Our Town falls down on both of my rules of thumb and, in spite of some interesting music along the way, the result is plodding and heavy and charmless. Much of the time it felt to me like the librettist and composer were just going through the motions. Did either of them ever find an answer to the crucial question of how this story is going to be enhanced by singing it? Was either of them really excited to be telling this story in this way? If so, I don’t think it shows in the result. Except for a haunting piece sung by the dead in the cemetary in act three, I never felt the singing contributed anything; rather, it slowed everything down and made ponderous what is charming in the play.

The third act worked best, or maybe failed to work the least, because the play turns dark in the third act and the words there can bear a little better the stately gravity of this setting. But at the same time, act three of the play depends for its effectiveness on the seeming lightness of acts one and two.
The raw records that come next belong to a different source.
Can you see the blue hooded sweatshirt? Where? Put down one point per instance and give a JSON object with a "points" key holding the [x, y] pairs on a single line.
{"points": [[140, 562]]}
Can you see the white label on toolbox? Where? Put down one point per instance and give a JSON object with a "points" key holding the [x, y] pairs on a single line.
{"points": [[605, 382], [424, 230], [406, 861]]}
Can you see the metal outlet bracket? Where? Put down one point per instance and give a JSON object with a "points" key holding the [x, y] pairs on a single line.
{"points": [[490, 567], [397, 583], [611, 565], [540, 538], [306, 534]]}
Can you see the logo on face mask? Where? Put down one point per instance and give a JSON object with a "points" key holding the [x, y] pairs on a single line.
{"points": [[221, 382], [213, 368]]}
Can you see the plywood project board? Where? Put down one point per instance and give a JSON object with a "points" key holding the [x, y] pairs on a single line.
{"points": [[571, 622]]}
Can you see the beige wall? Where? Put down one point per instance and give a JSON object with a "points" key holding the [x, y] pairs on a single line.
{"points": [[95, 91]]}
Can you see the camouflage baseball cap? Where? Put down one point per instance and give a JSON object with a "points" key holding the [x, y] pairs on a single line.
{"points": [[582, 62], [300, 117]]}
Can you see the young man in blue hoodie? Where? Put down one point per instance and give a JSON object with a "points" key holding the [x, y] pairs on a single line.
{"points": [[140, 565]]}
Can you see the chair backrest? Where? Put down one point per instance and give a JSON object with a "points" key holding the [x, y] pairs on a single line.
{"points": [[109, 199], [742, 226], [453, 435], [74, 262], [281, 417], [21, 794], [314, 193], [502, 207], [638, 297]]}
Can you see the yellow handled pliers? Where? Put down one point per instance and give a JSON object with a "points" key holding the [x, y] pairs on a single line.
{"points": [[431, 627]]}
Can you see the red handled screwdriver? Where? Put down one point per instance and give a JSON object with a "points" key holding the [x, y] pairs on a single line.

Telling us in act three that all that charm and lightness in the first two acts was concealing a great tragic emptiness seems kind of silly when when there has in fact been no charm or lightness, when everything has been plodding heavily along all the way through.

The libretto plods along heavily, too, and on a first hearing seems to consist of dialogue sections that should have been tightened for musicalization but weren’t, punctuated here and there by sections meant for set pieces written in clumsy rhymed couplets.

As I write this, I catch myself tending to idealize Our Town in my mind, to go beyond “you know, the opera doesn’t handle this element of the story well” to “oh, this was sooooooo good in the play!” Actually, while I like Our Town okay, it’s not a big favorite of mine and I wouldn’t go very far out of my way just to see it. But that’s what happens in the audience’s heads when you adapt something with that kind of iconic stature in the culture. There’s something in our brains that makes us unconsciously defend and glorify our icons, even if we never gave them much thought before they were challenged.